When you say “the same VRAM area” what means exactly? The exact VRAM address, a range, could be the same RAM row within the memory chips?
As for me, I don't really understand these results.
When you say “the same VRAM area” what means exactly? The exact VRAM address, a range, could be the same RAM row within the memory chips?
VRAM direct access tests are performed between addresses 02A8h and 03A7h (256 bytes).
Just before executing a test iteration, we run one of these commands:
- LMMV(sx=0, sy=0, nx=256, ny=256, col=0, op=OR),
- LMMV(sx=0, sy=256, nx=256, ny=256, col=0, op=OR),
- No VDP command.
In the 1st case, we observe write failures at certain access speeds (on real machines and even on openMSX, which seems to emulate this behavior).
In the other 2 cases, there are absolutely no write failures observed.
We'd need to do more tests to understand exactly what's going on, but that's not a subject I want to delve into.

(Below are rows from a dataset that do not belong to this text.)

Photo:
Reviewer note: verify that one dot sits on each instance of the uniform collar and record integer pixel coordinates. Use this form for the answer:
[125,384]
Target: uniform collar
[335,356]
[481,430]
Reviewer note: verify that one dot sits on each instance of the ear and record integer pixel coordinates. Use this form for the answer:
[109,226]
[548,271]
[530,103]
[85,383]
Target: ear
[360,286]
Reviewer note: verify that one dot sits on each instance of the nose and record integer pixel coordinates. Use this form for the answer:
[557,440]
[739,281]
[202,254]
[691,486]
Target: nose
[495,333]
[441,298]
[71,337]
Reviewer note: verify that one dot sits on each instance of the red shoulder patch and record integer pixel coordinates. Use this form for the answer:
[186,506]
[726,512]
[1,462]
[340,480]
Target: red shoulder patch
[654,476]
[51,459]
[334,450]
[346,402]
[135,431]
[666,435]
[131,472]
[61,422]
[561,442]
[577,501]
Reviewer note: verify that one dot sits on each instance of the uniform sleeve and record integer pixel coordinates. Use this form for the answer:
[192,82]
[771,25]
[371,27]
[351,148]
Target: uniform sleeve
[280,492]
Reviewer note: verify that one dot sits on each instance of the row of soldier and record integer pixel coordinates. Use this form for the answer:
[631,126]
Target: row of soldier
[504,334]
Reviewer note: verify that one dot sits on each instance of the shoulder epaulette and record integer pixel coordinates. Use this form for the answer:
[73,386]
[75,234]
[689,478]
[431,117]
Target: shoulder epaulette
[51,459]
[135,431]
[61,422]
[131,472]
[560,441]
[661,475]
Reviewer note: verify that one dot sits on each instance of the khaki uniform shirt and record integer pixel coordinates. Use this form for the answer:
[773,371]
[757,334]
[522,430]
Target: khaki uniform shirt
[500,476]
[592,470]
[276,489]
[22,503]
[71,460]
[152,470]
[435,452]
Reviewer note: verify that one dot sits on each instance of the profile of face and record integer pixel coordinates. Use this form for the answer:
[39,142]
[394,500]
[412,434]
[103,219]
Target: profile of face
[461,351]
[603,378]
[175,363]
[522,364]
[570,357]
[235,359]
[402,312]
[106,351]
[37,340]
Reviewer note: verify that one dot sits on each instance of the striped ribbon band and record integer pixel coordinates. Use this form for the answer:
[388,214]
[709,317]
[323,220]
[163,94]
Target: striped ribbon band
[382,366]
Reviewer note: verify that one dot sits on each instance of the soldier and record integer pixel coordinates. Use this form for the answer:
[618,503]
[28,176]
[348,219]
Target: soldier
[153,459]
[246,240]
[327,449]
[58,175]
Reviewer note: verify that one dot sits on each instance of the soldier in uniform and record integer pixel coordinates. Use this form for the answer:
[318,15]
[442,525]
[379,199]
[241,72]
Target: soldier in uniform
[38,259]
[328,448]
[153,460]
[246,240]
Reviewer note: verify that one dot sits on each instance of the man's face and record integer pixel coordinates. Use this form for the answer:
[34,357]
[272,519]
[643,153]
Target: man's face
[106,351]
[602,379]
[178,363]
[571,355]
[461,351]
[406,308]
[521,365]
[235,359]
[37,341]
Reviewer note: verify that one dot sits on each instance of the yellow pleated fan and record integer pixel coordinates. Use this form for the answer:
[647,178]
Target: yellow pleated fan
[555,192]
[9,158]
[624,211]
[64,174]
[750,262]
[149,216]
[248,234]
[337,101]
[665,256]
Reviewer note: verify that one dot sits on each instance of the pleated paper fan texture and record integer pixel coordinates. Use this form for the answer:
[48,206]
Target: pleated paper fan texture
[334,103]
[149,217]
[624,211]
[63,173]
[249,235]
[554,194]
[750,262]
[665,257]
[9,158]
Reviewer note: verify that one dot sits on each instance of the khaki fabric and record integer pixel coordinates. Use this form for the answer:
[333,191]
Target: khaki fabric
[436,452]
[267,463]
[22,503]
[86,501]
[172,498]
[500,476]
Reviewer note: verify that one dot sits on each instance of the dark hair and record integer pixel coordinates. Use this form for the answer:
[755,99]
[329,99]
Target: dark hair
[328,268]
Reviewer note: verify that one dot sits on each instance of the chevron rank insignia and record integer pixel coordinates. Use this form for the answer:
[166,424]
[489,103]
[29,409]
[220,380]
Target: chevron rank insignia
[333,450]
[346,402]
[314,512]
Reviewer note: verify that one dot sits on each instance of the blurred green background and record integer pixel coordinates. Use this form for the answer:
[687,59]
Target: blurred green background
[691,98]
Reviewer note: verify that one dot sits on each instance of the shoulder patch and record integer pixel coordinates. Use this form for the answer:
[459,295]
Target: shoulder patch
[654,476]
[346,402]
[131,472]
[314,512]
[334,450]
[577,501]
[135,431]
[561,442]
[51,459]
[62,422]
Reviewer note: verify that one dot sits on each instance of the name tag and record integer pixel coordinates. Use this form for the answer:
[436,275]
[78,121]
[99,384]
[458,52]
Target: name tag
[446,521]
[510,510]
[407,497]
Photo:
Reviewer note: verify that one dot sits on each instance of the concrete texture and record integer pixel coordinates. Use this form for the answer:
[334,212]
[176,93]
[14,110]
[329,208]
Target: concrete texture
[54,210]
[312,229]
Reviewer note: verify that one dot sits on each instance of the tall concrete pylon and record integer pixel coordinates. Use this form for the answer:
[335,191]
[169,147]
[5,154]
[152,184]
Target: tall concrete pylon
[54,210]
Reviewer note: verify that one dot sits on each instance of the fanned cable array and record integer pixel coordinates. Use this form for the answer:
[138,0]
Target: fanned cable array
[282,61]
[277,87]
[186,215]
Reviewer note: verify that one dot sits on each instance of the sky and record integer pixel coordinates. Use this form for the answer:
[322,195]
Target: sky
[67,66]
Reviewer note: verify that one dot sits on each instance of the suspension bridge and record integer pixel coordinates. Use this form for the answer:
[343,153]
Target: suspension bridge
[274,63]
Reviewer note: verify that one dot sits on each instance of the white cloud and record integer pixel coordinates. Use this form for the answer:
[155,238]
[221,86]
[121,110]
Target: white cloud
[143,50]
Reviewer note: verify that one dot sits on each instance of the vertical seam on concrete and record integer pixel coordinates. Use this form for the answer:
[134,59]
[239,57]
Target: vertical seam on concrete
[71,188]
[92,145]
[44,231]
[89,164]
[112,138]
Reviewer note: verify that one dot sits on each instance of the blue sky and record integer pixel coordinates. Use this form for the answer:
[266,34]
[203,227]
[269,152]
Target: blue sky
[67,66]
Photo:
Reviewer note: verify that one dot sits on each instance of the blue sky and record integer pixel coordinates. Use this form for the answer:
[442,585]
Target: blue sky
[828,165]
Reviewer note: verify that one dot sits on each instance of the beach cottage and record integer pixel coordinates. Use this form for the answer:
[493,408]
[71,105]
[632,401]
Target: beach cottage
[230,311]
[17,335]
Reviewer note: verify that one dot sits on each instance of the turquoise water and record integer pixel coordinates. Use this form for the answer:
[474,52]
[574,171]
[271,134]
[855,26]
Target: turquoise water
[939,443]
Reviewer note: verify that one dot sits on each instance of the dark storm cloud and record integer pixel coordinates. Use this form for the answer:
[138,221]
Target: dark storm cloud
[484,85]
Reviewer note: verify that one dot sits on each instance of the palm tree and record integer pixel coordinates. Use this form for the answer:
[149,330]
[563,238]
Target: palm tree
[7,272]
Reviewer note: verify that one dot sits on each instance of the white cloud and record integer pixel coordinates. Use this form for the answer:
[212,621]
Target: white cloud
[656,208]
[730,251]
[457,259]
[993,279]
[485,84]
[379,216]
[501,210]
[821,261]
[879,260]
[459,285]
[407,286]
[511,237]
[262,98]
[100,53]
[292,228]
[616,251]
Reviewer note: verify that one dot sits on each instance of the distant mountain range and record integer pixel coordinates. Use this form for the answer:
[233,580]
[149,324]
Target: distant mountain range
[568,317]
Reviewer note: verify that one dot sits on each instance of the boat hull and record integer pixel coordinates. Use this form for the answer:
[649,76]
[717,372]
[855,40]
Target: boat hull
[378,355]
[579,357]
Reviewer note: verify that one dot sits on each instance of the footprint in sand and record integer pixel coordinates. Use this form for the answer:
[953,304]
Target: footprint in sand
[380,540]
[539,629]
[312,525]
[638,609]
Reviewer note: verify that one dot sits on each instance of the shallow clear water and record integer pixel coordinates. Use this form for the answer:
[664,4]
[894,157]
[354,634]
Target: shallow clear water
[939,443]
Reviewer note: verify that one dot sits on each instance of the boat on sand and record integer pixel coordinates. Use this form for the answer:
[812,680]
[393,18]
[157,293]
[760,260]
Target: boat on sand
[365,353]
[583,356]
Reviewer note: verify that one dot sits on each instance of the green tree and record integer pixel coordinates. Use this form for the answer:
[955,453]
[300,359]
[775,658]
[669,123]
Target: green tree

The information I'm interested in, and for which I created VATT, is solely to know the real minimum valid access times. The only recommendation I gave in the MSXgl doc is to avoid direct access to a VRAM area on which a VDP command is currently executing.
As for me, I don't really understand these results.
What don't you understand?
The tool simply allows to write to VRAM at different speeds and in different contexts, and check if write failure have occurred.
The VATT test protocol is explained there: https://aoineko.org/msxgl/index.php?title=VRAM_access_timing...
In the 1st case, we observe write failures at certain access speeds (on real machines and even on openMSX, which seems to emulate this behavior).
openMSX does not emulate any "write failures". Instead what (I assume) is happening is.
From a high level:
- The VDP command does an "OR 0", this should have no effect (they don't alter the value in VRAM)
- The CPU writes bytes in the same VRAM region. These writes do change the value in VRAM.
- It appears as if some CPU writes were not executed.
In more detail:
- The VDP command reads a value from VRAM, then it needs a bit of time to calculate the result (masking the correct nibble, and calculate the result of "OR 0"). It also needs to wait for an "access-slot" to write this result to VRAM.
- (Once in a while) it can happen that the CPU writes the exact same VRAM address as was just read by the VDP command. This write DOES succeed without failure.
- The VDP command engine writes the result of the "OR 0" operation. This again write to the same VRAM adrress. So this restores the original value. So it only appears as-if the CPU write failed.
(I already explained this scenario before in this thread on 21/04).
To verify this hypothesis you can replace "OR 0" with e.g. "OR 1" (and also make sure the CPU writes change something more than only bit 0). (I predict that) you'll see that some bytes are overwritten by the CPU, some are overwritten by the VDP command, but there should be none that haven't changed at all (so none where the write failed).
Thank you for the detailed explanation.
It make sens now.
And this is indeed an expected behavior if the VRAM can be modified between the VDP command read and write timing.
So it is a matter of delayed overwriting the value instead timing?
In more detail:
- The VDP command reads a value from VRAM, then it needs a bit of time to calculate the result (masking the correct nibble, and calculate the result of "OR 0"). It also needs to wait for an "access-slot" to write this result to VRAM.
- (Once in a while) it can happen that the CPU writes the exact same VRAM address as was just read by the VDP command. This write DOES succeed without failure.
- The VDP command engine writes the result of the "OR 0" operation. This again write to the same VRAM adrress. So this restores the original value. So it only appears as-if the CPU write failed.
(I already explained this scenario before in this thread on 21/04).
I've made the same guess in a previous post too
What don't you understand?
I don't understand the results because, for example, on TMS9918 in SCREEN2, I have to put two NOPs between two access to the VRAM so I don't have a problem. On V9938/58, you're saying it's going to take even longer, when in fact the opposite is true: the two NOPs aren't necessary.
This is not related to VATT founding but...
OUT (n),A ; 12 ts NOP ; 5 ts NOP ; 5 ts OUT (n),A ; 12 ts (24 ts interval)
... should be not 100% safe on a MSX 1's VDP (e.g. TMS9918) while well known limit for Screen 2 with screen enable is 29 ts.
On V9938/58, limit is 15 ts so your code is safe.
When screen is disabled, MSX1 limit fall to 12 ts (or less) but, on MSX2 the limit stay ar 15 ts (this was unknown/undocumented as far as I know).
This have not effect in your test case.
But if you used a 12 ts access to the VRAM with screen disabled, IO can unexpectedly fail on MSX 2.
Here is several games that i fixed by adding 2 NOPs between two OUTI/OUT (or OUTI & JR NZ instead of OTIR).
Same for all Colecovision games I converted if I remember well.
All work fine on my two japanese MSX1s (TMS9918). Without NOPs, it only worked on MSXs with V9938/58.
Edit: Maybe it's 3 NOPs between two OUT (#98),A and two for the others. I have a doubt now.